A few days back there was this article in Reuters “Samsung’s advanced TVs go missing en route to Berlin” – big deal? Well presumably so – because it’s being suspected as a case of industrial espionage – “… it may have been a theft aimed at stealing the advanced TV technology, whose loss could cost the firm billions of dollars.” Just to set the background these sets have gone missing while on their way to the IFA consumer electronics trade show which opened to the public on Aug. 31 (and ran till Sept. 5) in Berlin. Samsung’s advanced OLED TV’s that were being debuted in this show were touted as the successor to LCD TV’s with a rumored price tag of $10,000 for the 55-inch model.
Investopedia explains “Industrial Espionage” as “…describes covert activities, such as the theft of trade secrets, bribery, blackmail and technological surveillance. Industrial espionage is most commonly associated with technology-heavy industries, particularly the computer and auto sectors, in which a significant amount of money is spent on research and development (R&D).” The Independent in its recent article “The art of industrial espionage” puts this succinctly as “…in a world where the biggest corporations easily outstrip the GDPs of small nations, corporate intelligence is almost as grand a game as its government-run counterpart”. In the US the situation is so bad that the FBI has stepped in with a new campaign that targets corporate espionage. The Office of the National Counterintelligence Executive in its October 2011 report to the US Congress on Foreign Economic Collection and Industrial Espionage, 2009-2011 reveals some startling figures:
- Estimates on the losses (to the US economy) from economic espionage range so widely as to be meaningless—from $2 billion to $400 billion or more a year—reflecting the scarcity of data and the variety of methods used to calculate losses.

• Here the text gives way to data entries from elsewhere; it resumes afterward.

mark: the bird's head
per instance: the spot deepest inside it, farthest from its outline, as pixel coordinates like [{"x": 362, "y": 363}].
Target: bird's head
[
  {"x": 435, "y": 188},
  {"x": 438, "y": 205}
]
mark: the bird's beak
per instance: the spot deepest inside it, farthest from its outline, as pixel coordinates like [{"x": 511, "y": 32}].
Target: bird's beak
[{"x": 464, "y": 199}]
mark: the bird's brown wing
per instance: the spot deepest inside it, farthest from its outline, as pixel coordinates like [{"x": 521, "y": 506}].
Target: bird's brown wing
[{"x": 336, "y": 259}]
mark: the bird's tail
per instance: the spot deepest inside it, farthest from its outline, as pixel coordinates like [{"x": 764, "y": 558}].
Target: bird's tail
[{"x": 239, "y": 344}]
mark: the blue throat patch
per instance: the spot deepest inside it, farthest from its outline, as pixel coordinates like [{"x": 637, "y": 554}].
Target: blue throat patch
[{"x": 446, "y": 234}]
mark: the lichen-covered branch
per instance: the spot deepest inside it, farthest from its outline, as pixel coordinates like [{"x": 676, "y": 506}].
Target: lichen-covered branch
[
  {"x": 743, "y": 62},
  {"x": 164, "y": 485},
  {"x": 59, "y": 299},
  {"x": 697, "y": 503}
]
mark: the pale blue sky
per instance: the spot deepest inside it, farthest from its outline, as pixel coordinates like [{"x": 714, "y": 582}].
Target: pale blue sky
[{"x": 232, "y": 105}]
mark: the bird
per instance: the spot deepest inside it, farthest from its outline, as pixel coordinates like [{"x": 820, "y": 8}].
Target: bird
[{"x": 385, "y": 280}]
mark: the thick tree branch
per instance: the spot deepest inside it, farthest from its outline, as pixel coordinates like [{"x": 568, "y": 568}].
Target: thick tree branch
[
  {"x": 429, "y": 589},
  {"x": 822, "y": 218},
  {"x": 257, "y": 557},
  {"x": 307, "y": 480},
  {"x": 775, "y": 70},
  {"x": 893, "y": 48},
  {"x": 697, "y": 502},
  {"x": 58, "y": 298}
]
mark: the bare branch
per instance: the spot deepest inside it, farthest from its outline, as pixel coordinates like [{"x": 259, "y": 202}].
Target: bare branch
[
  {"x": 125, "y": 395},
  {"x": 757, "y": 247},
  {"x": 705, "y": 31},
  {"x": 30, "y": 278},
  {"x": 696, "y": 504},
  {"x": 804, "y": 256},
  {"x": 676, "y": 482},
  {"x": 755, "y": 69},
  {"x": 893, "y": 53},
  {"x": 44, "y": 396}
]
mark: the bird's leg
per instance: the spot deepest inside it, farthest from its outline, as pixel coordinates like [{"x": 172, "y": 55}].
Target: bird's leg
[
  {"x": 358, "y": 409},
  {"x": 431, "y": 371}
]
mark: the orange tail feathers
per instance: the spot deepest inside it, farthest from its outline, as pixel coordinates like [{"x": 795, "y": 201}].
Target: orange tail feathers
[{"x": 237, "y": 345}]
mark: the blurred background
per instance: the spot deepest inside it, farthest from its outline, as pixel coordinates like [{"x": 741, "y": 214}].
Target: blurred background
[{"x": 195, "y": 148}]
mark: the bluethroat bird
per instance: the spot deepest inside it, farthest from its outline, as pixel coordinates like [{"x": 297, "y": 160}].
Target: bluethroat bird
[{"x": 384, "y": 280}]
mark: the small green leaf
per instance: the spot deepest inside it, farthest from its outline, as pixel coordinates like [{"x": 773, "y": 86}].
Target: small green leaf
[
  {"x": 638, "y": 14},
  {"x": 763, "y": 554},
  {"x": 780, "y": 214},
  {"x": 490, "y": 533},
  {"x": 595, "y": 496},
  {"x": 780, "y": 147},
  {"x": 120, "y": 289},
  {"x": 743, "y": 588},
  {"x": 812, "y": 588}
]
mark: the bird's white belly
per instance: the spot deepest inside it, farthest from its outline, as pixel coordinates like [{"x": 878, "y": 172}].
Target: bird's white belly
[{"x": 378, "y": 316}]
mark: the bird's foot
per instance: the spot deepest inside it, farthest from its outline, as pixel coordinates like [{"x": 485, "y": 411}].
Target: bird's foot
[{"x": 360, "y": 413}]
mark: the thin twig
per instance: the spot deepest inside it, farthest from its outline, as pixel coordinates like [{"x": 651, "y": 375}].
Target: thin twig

- Germany’s Federal Office for the Protection of the Constitution (BfV) estimates that German companies lose $28 billion-$71 billion and 30,000-70,000 jobs per year from foreign economic espionage.
- South Korea says that the costs from foreign economic espionage in 2008 were $82 billion, up from $26 billion in 2004.
And one of the most worrisome trends is the Chinese Boom in Corporate Espionage. Apparently as per this ZDNet article which cites Richard Clarke, a former cybersecurity and cyberterrorism advisor for the White House, China has hacked every major US Company!
Some more data
The 2012 Data Breach Investigations Report by the Verizon RISK Team (with cooperation from the Australian Federal Police, Dutch National High Tech Crime Unit, Irish Reporting and Information Security Service, Police Central e-Crime Unit, and United States Secret Service) highlight some interesting details on this topic:
So what’s the point?
The reason I choose to highlight security issue in this article was because many PLM champions espouse of just “good enough” security for the PLM infrastructure or the application for that matter and may IT managers don’t seem to be too much bothered by that fact, which I think is not right. A PLM system has the information of the entire lifecycle of a product from its conception, through design and manufacture (and to probably service and disposal) – you don’t want that data stolen away like it happened for American Superconductor Corp. or Renault. And if you think it cannot happen anywhere near home read about the ACAD/Medre.A worm that steals AutoCAD Designs and sends to China.
When it involves PLM security, there are a number of things to consider. You might want to consider securing the data (by implementing role based access), securing the application as a whole, securing the database and even securing the data center. Last year I had published a detailed post on various ways to affect this outcome – you can read it here. Essentially several security standards exists (like PCI SSC Data Security Standards and ISO/IEC 27001:2005) and companies should work towards security their “bread and butter”.